The monitor estimate that it would take hundreds of years more to release the remaining prisoners under similar orders.
"If Assad stopped arbitrarily arresting Syrians, he would need 408 amnesty decrees to release the [remaining] prisoners... with 21 [released] in twelve years... that means [it would take] 233 years to release the remaining [135,253] prisoners," SNHR chairman Fadel Abdul Ghany told °®Âþµº.
"This proves in a very powerful way that those decrees [issued] were in vain... it means those detainees and forcibly displaced people will never be released or have their fate revealed if Assad is still in power, that is the reality and the truth," he added.

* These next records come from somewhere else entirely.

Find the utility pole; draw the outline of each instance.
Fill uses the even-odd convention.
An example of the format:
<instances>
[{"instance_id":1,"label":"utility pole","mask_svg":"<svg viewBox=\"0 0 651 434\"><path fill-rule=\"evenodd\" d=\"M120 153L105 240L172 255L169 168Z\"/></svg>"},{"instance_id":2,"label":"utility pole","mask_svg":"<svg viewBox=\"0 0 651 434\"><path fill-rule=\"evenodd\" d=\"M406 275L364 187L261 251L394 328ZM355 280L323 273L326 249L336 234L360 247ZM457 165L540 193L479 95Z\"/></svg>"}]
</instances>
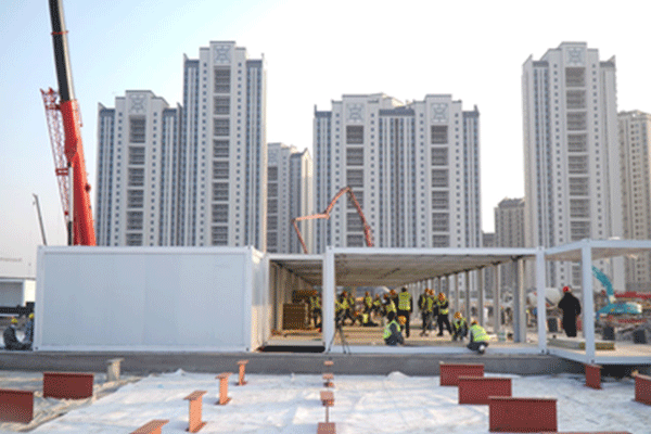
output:
<instances>
[{"instance_id":1,"label":"utility pole","mask_svg":"<svg viewBox=\"0 0 651 434\"><path fill-rule=\"evenodd\" d=\"M48 245L48 242L46 241L46 228L43 228L43 217L40 214L40 204L38 203L38 194L31 193L31 195L34 196L34 204L36 205L36 214L38 215L38 225L40 226L43 245Z\"/></svg>"}]
</instances>

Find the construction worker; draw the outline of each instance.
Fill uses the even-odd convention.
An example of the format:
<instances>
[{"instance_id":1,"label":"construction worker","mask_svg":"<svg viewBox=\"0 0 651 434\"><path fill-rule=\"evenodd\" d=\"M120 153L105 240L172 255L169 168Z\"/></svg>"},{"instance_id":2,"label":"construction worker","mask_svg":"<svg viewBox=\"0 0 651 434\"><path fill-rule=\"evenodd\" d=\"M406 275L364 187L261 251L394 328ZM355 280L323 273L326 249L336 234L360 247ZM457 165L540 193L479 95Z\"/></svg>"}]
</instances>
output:
<instances>
[{"instance_id":1,"label":"construction worker","mask_svg":"<svg viewBox=\"0 0 651 434\"><path fill-rule=\"evenodd\" d=\"M10 324L4 332L2 337L4 339L4 349L29 349L30 343L23 343L16 337L16 328L18 327L18 320L12 318Z\"/></svg>"},{"instance_id":2,"label":"construction worker","mask_svg":"<svg viewBox=\"0 0 651 434\"><path fill-rule=\"evenodd\" d=\"M309 297L309 310L312 320L315 321L315 328L321 327L321 297L317 291L311 292Z\"/></svg>"},{"instance_id":3,"label":"construction worker","mask_svg":"<svg viewBox=\"0 0 651 434\"><path fill-rule=\"evenodd\" d=\"M430 289L425 288L423 293L418 297L418 308L421 311L421 320L423 321L423 324L421 327L422 330L425 330L425 324L427 323L427 312L425 311L425 305L427 302L427 297L430 296L429 291L430 291ZM422 335L422 333L421 333L421 335Z\"/></svg>"},{"instance_id":4,"label":"construction worker","mask_svg":"<svg viewBox=\"0 0 651 434\"><path fill-rule=\"evenodd\" d=\"M400 333L400 324L396 321L396 312L390 311L386 315L386 319L388 319L388 323L384 327L384 333L382 334L384 343L392 346L404 344L405 339L403 337L403 333Z\"/></svg>"},{"instance_id":5,"label":"construction worker","mask_svg":"<svg viewBox=\"0 0 651 434\"><path fill-rule=\"evenodd\" d=\"M373 297L371 297L371 293L367 291L366 294L363 295L363 311L367 314L370 314L372 309L373 309Z\"/></svg>"},{"instance_id":6,"label":"construction worker","mask_svg":"<svg viewBox=\"0 0 651 434\"><path fill-rule=\"evenodd\" d=\"M452 328L450 326L450 319L448 318L448 314L450 310L450 303L447 301L444 293L442 293L442 292L438 293L438 301L436 302L436 304L438 305L438 316L437 316L438 334L437 334L437 336L443 336L443 326L446 327L448 333L451 336Z\"/></svg>"},{"instance_id":7,"label":"construction worker","mask_svg":"<svg viewBox=\"0 0 651 434\"><path fill-rule=\"evenodd\" d=\"M463 341L463 337L468 336L468 322L460 311L455 314L455 319L452 320L452 331L455 332L452 335L452 341Z\"/></svg>"},{"instance_id":8,"label":"construction worker","mask_svg":"<svg viewBox=\"0 0 651 434\"><path fill-rule=\"evenodd\" d=\"M433 294L434 292L432 290L425 290L425 299L423 307L425 324L423 326L423 331L420 333L421 336L429 336L430 330L432 329L432 321L434 320L434 308L437 307Z\"/></svg>"},{"instance_id":9,"label":"construction worker","mask_svg":"<svg viewBox=\"0 0 651 434\"><path fill-rule=\"evenodd\" d=\"M488 346L488 339L486 330L477 323L476 319L473 319L470 326L470 343L468 344L468 348L478 354L484 354Z\"/></svg>"},{"instance_id":10,"label":"construction worker","mask_svg":"<svg viewBox=\"0 0 651 434\"><path fill-rule=\"evenodd\" d=\"M405 317L405 337L409 337L409 317L411 316L411 310L413 310L411 294L407 291L406 286L403 286L403 290L398 294L398 318Z\"/></svg>"}]
</instances>

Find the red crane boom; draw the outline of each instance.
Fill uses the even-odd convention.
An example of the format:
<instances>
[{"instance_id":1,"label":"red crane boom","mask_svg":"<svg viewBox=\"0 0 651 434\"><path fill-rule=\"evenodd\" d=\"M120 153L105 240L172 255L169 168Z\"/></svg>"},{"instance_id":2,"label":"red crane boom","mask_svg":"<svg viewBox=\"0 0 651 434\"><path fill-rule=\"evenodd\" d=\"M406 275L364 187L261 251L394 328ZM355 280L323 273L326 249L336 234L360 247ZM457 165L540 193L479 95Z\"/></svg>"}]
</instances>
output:
<instances>
[{"instance_id":1,"label":"red crane boom","mask_svg":"<svg viewBox=\"0 0 651 434\"><path fill-rule=\"evenodd\" d=\"M52 89L41 90L46 103L48 128L54 153L54 165L59 178L59 188L63 202L63 212L68 222L68 244L95 245L92 210L90 208L90 184L86 175L84 146L81 144L81 122L79 104L75 99L73 76L67 46L67 30L63 18L61 0L50 0L52 22L52 42L59 93ZM59 95L59 101L56 101ZM56 113L59 113L59 116ZM63 154L61 157L61 131L63 131ZM63 163L66 164L63 167ZM72 177L72 203L67 194L67 184L62 177Z\"/></svg>"},{"instance_id":2,"label":"red crane boom","mask_svg":"<svg viewBox=\"0 0 651 434\"><path fill-rule=\"evenodd\" d=\"M292 225L294 226L294 229L296 230L296 235L298 235L298 241L301 241L301 245L303 246L303 253L307 253L307 246L305 245L305 240L303 239L303 235L301 234L301 230L298 229L298 225L296 222L302 221L302 220L312 220L312 219L317 219L317 218L329 219L330 212L334 207L334 204L336 203L336 201L339 201L339 199L341 196L343 196L346 193L348 193L348 199L350 200L350 202L353 202L353 205L355 206L355 209L357 209L357 214L359 215L359 218L361 219L361 224L363 225L363 235L365 235L367 246L372 247L374 245L373 244L373 233L371 231L371 227L369 226L366 217L363 216L363 212L361 210L361 206L359 206L359 202L357 202L357 197L355 197L355 193L353 193L353 189L349 187L344 187L334 195L332 201L330 201L330 204L328 205L328 207L326 207L326 210L323 213L311 214L309 216L295 217L292 219Z\"/></svg>"}]
</instances>

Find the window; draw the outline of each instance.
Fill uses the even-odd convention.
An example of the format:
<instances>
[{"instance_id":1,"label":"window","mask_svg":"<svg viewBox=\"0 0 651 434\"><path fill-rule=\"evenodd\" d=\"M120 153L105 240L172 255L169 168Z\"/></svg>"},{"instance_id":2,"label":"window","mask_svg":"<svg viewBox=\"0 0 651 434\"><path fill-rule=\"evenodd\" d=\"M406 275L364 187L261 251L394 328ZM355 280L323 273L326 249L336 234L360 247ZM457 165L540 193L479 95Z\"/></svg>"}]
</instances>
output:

Hundreds of thousands of Syrians were arrested, often for participating in the uprising against Assad, in cases devoid of any clear charge or evidence, SNHR say, referring to the mass detention campaign that began in Syria following the uprising.
"Arbitrary arrests have been among the most widespread violations perpetrated by the Syrian regime against participants in the popular uprising... grounded in the Syrian regime’s battle to survive without making any meaningful political changes."
"Therefore, those are unlawful arbitrary arrests that violate international human rights law, as well as the Syrian constitution and domestic laws," the monitor added.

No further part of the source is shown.